Many of the same considerations that you would give any storage device should be applied to the acquisition of a network-attached storage (NAS) device, and a good capacity plan should be at the top of the list.

The planning process is probably the most difficult but most important task when considering the purchase of additional capacity for any storage device. Fundamentally, capacity planning for the current year is based on the historic growth rate and change rate over time. This is then extrapolated over time to predict future required capacity. Your NAS vendor can help you with native tools to gather the necessary statistics to determine the change rate and track your growth.

Along with factors that will multiply your capacity requirements, such as replication to another device or capacity needed for disaster recovery, remember to take into consideration factors that will decrease your requirements, such as data classification or data profiling exercises. In some cases, this may eliminate up to 70 percent of the stored and backed up data by identifying it as either redundant or non-business data, e.g., MP3 files. Analyzing the data first can reduce the cost of the buy and usually streamlines the data management process.

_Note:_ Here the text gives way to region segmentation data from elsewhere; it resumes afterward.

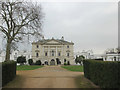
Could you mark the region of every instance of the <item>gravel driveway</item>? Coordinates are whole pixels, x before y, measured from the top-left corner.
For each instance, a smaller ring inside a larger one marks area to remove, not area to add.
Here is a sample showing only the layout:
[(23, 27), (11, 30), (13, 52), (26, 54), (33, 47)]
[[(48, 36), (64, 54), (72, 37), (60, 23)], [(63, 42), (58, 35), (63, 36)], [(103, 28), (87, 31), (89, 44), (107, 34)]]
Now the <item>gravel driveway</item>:
[(17, 77), (5, 88), (77, 88), (75, 78), (83, 72), (72, 72), (60, 66), (45, 66), (17, 71)]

Outside of the capacity-planning discussion from above, there are several differences when storing data in a NAS device instead of a direct attached storage device that utilizes iSCSI or FCP. It is important to understand and accommodate for the various overheads. The first overhead is the RAID, which varies from 5 percent to 20 percent. From this, there can be an additional 10 percent overhead for the file system for housekeeping activities.

Also, it is important to understand how much data will be locked within the snapshot. A snapshot is essentially used for recording a moment in time. Some vendors simply write duplicate data to a separate area, while others manipulate a pointer at the block level to point to the live data, thus requiring less disk.